Mit dem Rückzug der Volleyballerinnen des Köpenicker SC aus der Bundesliga endet eine jahrzehntelange Erfolgsgeschichte in Berlin

Jahrzehntelang waren die Dynamo-Volleyballerinnen zusammen mit dem damaligen SC Traktor Schwerin das Aushängeschild des Spitzenvolleyballs der Frauen in der DDR. Die Berlinerinnen feierten von 1962 bis 1991 20 Meistertitel, zuletzt 1991 als SC Berlin. Zudem konnte drei Mal der Europacup der Pokalsieger gewonnen werden.

Als es nach der Wende finanziell immer weiter bergab ging, fusionierte die Ostberliner Dynamo-Mannschaft mit dem Westberliner Team des TSV Rudow 1888. Zusammen setzten die Erfolgsserie beim Dynamo-Nachfolgeverein CDJ Berlin (Christliches Jugenddorf Deutschland) immerhin in Maßen fort: mit zwei deutschen Meistertiteln (1993 und 1994) und vier deutschen Pokalgewinnen (1992 bis 1995).

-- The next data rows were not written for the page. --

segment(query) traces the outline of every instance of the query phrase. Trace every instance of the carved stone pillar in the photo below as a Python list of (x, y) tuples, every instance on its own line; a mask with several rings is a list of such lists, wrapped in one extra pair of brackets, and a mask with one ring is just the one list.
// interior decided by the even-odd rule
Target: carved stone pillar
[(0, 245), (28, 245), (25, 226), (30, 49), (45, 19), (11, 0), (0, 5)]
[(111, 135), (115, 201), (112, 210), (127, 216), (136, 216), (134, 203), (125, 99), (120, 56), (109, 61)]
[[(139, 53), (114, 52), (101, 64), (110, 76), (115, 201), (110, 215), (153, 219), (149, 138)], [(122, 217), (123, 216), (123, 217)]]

Sportlicher Höhepunkt war schließlich 1993 der erneute Sieg im Europacup der Pokalsieger.

Neun Jahre lang bestimmte CDJ Berlin das Volleyballgeschehen weitgehend mit. Doch weil zum Christlichen Jugenddorf längst kein Bezug mehr bestand und von dort auch kein Geld floss, wurde 1999 eine Umbenennung in Volley Cats Berlin beschlossen. Damit aber begann der Katzenjammer des bis dahin auch europäische Spitzenklasse verkörpernden Frauenvolleyballs in der Hauptstadt.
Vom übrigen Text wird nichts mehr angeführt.